Job aspirants staged a protest in Madhya Pradesh’s Indore, raising questions over a candidate getting 101.66 marks out of the total 100 in Van and Jail Recruitment Test 2023 due to the adoption of “normalisation” process in a Madhya Pradesh government recruitment examination.
The protesters have alleged fraud in the recruitment examination and demanded a fair inquiry.
Normalisation is a process for ensuring students are neither advantaged nor disadvantaged by the difficulty of papers they write. The process involves revising the score of a student in a way that it becomes comparable with the score of another.
When the same subject is examined in several sessions, each using a different paper, this becomes required.

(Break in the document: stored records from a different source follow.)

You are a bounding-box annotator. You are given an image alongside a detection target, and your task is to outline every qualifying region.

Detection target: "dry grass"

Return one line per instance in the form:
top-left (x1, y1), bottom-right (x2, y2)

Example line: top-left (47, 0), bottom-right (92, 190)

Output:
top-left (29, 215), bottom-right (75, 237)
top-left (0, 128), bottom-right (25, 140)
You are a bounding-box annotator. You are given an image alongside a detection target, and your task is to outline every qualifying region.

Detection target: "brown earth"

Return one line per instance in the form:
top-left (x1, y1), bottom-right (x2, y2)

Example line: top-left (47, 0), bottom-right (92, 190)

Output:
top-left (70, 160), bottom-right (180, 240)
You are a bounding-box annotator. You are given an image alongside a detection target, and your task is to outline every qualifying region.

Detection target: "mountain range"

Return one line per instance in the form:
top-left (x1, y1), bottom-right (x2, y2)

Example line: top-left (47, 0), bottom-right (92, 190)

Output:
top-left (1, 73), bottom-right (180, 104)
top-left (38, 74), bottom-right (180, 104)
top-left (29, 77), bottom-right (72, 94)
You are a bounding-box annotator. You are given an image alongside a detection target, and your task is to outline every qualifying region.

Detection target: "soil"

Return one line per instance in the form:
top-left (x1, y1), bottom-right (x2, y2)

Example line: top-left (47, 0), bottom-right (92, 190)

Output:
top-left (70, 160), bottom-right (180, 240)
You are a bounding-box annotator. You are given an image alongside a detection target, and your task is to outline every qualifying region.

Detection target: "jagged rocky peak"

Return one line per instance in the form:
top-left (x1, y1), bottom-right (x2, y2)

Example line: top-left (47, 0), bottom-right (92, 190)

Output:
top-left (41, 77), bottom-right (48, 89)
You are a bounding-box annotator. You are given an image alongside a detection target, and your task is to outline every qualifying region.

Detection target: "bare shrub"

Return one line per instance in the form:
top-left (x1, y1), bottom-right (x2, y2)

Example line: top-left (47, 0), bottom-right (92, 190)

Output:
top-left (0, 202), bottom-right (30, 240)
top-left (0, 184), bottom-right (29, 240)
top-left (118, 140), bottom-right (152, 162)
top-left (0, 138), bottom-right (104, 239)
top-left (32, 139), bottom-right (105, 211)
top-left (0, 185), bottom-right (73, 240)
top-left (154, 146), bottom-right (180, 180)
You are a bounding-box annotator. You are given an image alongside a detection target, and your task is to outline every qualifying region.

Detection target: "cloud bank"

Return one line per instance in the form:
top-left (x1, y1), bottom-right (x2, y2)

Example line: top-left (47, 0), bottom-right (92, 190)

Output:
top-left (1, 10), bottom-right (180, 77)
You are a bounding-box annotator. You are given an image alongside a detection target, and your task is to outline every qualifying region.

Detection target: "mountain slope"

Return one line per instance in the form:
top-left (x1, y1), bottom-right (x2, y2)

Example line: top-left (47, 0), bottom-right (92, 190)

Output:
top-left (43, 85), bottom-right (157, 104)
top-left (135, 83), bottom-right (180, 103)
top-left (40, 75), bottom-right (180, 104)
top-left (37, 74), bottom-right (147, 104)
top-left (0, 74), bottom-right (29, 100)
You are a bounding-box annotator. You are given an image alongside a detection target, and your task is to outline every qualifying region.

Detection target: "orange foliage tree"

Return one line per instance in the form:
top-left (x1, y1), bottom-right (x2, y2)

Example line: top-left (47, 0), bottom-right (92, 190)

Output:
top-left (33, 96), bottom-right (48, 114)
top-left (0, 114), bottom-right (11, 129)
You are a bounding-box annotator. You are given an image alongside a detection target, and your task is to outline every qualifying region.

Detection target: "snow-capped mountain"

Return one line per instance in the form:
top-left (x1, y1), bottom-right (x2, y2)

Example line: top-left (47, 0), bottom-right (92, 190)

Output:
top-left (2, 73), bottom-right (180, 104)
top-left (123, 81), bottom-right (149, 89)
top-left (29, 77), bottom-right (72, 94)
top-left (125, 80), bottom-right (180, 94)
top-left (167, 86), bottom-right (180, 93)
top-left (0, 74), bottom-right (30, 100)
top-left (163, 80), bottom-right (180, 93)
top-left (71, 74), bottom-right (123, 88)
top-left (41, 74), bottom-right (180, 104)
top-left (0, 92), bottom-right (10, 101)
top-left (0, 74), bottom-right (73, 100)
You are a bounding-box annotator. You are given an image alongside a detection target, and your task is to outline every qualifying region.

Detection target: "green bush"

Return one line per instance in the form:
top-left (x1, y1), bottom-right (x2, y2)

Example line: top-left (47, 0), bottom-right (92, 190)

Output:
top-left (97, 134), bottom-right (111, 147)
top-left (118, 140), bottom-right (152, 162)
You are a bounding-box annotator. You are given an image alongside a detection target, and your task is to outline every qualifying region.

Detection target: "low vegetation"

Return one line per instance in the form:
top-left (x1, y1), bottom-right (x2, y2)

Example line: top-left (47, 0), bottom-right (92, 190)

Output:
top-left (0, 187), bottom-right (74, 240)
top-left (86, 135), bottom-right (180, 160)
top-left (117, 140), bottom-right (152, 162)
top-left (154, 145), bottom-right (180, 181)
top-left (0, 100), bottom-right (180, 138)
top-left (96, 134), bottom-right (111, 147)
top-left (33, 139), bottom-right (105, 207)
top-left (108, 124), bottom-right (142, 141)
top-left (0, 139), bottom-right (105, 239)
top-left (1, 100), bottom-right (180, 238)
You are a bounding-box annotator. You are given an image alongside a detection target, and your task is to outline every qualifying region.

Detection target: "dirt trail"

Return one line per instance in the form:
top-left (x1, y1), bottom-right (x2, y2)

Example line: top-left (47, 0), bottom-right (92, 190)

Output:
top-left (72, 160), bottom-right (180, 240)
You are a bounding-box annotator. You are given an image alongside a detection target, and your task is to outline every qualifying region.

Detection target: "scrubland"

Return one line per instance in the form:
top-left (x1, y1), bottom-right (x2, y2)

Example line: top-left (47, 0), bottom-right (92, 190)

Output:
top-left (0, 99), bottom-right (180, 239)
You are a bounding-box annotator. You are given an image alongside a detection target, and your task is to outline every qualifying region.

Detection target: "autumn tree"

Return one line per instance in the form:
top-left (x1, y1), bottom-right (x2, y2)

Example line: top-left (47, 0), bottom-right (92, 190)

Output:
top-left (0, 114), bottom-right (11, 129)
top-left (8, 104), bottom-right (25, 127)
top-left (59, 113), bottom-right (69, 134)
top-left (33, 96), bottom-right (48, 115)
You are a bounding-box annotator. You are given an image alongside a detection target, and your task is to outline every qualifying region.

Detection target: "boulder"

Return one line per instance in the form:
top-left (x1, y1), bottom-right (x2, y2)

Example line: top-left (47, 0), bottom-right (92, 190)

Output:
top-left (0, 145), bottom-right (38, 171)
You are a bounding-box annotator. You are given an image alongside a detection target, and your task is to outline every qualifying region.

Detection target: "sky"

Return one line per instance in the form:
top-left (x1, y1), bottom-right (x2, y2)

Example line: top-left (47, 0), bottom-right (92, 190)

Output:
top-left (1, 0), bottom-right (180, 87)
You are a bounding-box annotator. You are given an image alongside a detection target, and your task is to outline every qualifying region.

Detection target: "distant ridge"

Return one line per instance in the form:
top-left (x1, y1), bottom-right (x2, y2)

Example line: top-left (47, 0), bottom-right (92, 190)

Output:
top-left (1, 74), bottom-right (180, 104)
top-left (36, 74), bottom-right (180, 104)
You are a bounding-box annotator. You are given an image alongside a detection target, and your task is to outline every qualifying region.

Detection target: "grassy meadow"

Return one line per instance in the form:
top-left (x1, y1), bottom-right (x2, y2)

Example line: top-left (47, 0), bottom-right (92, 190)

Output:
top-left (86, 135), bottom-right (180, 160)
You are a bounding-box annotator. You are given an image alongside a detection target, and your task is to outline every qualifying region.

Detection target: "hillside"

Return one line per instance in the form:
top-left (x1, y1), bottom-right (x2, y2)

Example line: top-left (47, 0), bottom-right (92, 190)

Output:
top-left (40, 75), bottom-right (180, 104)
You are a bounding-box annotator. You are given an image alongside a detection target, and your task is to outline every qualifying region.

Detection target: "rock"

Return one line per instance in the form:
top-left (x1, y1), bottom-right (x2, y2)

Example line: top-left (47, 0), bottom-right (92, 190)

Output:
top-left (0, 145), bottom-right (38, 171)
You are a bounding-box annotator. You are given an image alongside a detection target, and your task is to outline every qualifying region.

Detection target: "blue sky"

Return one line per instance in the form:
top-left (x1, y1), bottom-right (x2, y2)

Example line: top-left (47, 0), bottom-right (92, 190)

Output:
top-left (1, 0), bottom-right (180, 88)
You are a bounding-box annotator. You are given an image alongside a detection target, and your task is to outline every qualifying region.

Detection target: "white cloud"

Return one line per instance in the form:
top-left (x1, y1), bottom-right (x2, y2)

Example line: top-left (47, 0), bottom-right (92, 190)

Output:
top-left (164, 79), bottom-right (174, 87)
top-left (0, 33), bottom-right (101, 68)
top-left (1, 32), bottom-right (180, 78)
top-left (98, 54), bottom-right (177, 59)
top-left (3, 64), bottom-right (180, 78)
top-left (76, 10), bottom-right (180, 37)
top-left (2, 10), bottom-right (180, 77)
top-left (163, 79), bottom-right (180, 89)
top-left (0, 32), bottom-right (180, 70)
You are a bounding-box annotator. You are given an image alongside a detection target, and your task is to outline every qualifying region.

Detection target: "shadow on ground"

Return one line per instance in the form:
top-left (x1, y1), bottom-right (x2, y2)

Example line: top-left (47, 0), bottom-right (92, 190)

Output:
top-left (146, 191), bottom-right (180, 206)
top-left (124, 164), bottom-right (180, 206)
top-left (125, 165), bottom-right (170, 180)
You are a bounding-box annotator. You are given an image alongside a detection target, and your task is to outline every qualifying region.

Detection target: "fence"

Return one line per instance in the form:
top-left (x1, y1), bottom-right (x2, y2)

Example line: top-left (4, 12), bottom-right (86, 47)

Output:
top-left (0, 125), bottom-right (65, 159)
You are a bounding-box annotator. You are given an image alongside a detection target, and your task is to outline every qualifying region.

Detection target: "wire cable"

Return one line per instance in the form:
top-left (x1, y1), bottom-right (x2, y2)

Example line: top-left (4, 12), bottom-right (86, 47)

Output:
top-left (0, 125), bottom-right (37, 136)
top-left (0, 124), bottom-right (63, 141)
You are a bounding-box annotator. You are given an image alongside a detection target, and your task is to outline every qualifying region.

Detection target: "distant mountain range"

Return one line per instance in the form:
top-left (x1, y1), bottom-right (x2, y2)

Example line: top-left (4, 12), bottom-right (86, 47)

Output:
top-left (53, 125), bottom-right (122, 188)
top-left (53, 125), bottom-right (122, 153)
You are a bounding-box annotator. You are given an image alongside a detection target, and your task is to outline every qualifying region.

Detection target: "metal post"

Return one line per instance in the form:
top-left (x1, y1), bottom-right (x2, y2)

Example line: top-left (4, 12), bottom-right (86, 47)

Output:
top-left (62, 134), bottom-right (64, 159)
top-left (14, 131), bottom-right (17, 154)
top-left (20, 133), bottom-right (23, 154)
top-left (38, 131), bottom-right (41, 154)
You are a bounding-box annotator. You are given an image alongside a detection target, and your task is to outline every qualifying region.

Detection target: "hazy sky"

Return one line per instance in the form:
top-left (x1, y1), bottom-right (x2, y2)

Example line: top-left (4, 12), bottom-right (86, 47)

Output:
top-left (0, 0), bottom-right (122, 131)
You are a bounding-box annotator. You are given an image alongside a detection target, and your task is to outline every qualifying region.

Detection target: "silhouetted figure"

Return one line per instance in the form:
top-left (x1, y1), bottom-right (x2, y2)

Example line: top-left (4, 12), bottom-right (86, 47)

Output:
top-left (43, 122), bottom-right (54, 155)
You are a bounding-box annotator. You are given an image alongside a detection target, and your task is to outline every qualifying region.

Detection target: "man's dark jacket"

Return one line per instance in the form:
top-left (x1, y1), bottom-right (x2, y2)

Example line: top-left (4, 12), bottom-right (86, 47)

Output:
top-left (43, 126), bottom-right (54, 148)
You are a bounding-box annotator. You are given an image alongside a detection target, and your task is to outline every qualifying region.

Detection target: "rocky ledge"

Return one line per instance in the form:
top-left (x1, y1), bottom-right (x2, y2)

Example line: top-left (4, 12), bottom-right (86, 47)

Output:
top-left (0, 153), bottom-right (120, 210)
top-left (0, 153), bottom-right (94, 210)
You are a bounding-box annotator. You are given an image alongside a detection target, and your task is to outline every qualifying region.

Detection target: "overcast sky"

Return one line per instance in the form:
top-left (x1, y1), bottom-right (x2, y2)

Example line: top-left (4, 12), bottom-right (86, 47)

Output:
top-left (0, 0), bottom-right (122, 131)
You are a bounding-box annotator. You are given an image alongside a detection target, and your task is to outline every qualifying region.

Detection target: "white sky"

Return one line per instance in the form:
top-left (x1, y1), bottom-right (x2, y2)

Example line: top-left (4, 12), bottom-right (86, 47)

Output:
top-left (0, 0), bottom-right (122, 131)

According to witnesses cited in a news agency PTI report, a group of disgruntled jobless youths gathered in front of the district collector’s office on Monday and gave an official a letter written to Chief Minister Mohan Yadav.
According to the memorandum, a candidate who got 101.66 out of 100 on the joint recruitment exam 2023 (Van and Jail Recruitment Test 2023) of the forest and jail departments topped the selection list.
The Madhya Pradesh Employees Selection Board, which has its main office in Bhopal, declared the results of the test on December 13.
Following the results release, the board explained that the “process of normalisation” had been implemented in the recruitment exam in accordance with the regulations, allowing applicants to get more than full marks (100) and less than zero.
A leader of the protesters, Gopal Prajapat, told reporters, “This is the first time in the state’s history that a candidate has scored more than the total marks due to the normalisation process adopted in the recruitment exam. We are protesting against the unfair process of normalisation.”
He alleged fraud in the recruitment exam held for the posts of forest guard, field guard (executive) and jail guard (executive), and demanded a fair inquiry.
Prajapat warned that if nothing is done in the matter, job aspirants will be forced to launch a bigger agitation.